Poussez la porte et entrez donc dans le blog culturel de Liliane Langellier. Plus de 1.500 articles.

Josiane Amielle, la balance du Résistant Maurice Glédel....

La Maison-Blanche de Villiers-le-Morhier où fut torturé Maurice Glédel.

 

Ce fameux été 1994...

De commémoration du Cinquantenaire de la Libération dans notre canton.

A été des plus troublés.

Un soir...

A la maison...

Muguette, une habitante de Coulombs, m'appelle pour me donner LA liste des collaborateurs de Nogent-le-Roi...

Ecrite par sa grand-mère.

Et Muguette, elle, elle y croit dur comme fer.
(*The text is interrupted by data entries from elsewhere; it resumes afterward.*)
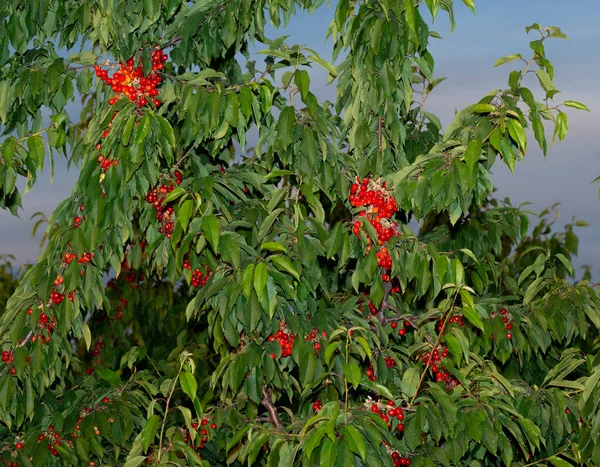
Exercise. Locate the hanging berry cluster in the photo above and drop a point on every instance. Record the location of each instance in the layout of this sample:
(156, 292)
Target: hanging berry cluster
(163, 211)
(130, 82)
(317, 405)
(200, 278)
(402, 330)
(314, 336)
(397, 458)
(285, 338)
(379, 207)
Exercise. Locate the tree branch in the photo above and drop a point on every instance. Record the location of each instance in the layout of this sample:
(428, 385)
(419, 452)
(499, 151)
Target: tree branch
(266, 401)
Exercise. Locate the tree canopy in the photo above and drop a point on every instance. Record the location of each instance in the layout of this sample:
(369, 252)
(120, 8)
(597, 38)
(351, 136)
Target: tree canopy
(200, 302)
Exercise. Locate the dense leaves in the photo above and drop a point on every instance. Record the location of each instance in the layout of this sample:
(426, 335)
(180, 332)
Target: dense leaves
(199, 302)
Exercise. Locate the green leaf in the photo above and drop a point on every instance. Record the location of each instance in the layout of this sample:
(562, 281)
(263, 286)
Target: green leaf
(285, 126)
(260, 279)
(188, 384)
(562, 125)
(87, 335)
(283, 263)
(184, 214)
(247, 276)
(576, 105)
(142, 131)
(355, 441)
(352, 373)
(211, 229)
(109, 376)
(558, 462)
(545, 80)
(273, 246)
(470, 4)
(230, 249)
(127, 130)
(483, 108)
(167, 129)
(591, 384)
(149, 431)
(532, 432)
(473, 317)
(507, 59)
(410, 381)
(134, 461)
(517, 133)
(473, 152)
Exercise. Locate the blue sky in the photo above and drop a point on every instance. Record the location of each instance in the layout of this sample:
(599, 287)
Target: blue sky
(466, 58)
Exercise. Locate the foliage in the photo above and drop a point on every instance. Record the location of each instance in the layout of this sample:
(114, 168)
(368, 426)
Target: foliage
(8, 280)
(256, 313)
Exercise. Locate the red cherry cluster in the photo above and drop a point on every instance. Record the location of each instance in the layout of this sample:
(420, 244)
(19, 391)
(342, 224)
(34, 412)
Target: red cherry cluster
(317, 405)
(315, 337)
(399, 460)
(200, 278)
(402, 330)
(205, 432)
(285, 338)
(44, 324)
(57, 297)
(379, 206)
(8, 357)
(130, 82)
(164, 213)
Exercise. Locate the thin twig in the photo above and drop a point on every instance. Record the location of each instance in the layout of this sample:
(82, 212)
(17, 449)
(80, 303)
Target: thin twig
(266, 401)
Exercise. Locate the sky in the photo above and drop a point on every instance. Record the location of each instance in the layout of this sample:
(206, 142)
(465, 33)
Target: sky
(466, 57)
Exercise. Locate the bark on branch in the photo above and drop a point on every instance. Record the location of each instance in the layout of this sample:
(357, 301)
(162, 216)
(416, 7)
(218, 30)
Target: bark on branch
(268, 403)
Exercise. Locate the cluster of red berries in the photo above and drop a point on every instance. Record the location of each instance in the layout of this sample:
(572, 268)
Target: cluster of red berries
(45, 324)
(389, 362)
(8, 357)
(379, 206)
(315, 337)
(402, 330)
(199, 278)
(397, 458)
(285, 338)
(77, 220)
(164, 213)
(130, 82)
(371, 373)
(57, 297)
(387, 412)
(204, 429)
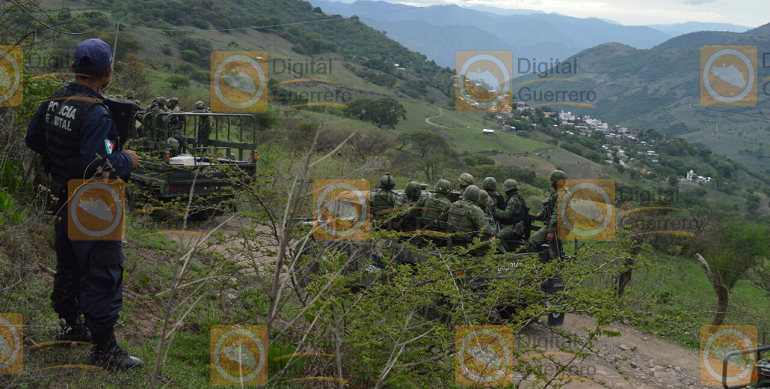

Je suis très très embarrassée.

Mon rédacteur-en-chef de la République du Centre, Michel Marneur, me demande de la rencontrer, de la calmer et de lui rapporter la liste.

Direction poubelle !

Nous ne publions pas ce genre de listes.

Aucun journal digne de ce nom ne le fait.

Mais l'histoire ne s'arrête pas là.

Cette brave dame, assoiffée de vengeance, me déclare que la balance de Maurice Glédel, notre résistant local, est revenue vivre à Chaudon...

A Chaudon !

Dans mon village...

Je mène vite l'enquête.

Et je finis par joindre la dame en question.

Il s'agissait de Josiane Amielle, demeurant à l'époque, à Bordeaux.

Née à L'Aumône.

Le 21 mars 1926.

Je lui ai même parlé au téléphone.

Et je me suis empressée de démentir sa localisation à Chaudon.

Aujourd'hui, j'ai repris mon bâton de pèlerin et mes recherches dans la presse locale.

Voilà ce que je viens de trouver in "Femmes d'Eure-et-Loir" (un bi-mensuel de novembre 1944), sous la plume de Madeleine Mesnil-Fémeau (institutrice et Ecole Normale de Chartres avec Marcel Polvé) :

Madeleine était une communiste, engagée dans la Résistance. Elle a aidé à l'évasion des prisonniers du camp de Voves.

Elle était aussi secrétaire du Secours Populaire en Eure-et-Loir.

Elle fut mon principal témoin pour La Piste de Lormaye.

Où sa famille habitait rue des Clos.

Pour les faits...

Et, avec prudence...

Je vous retranscris l'article de L'Echo Républicain de la Beauce et du Perche.

Du 30 juin 1945.

Le journal du Drouais Pierre July.

 

"Le 12 août, un jeune homme de Villiers-le-Morhier, M. Maurice Glédel, instituteur, chargé du services des renseignements dans la Résistance, était appréhendé au domicile de ses parents. 

Il fut sauvagement torturé et, finalement tué par un groupe de S.S. 

Arrêtée quelques temps après par les F.F.I., Josiane Amiel, 19 ans, demeurant à Saint-Laurent-la-Gâtine et travaillant au compte des Allemands à la Maison-Blanche, reconnut être responsable de l'arrestation de M. Glédel. Par la suite, elle devait se rétracter en partie. 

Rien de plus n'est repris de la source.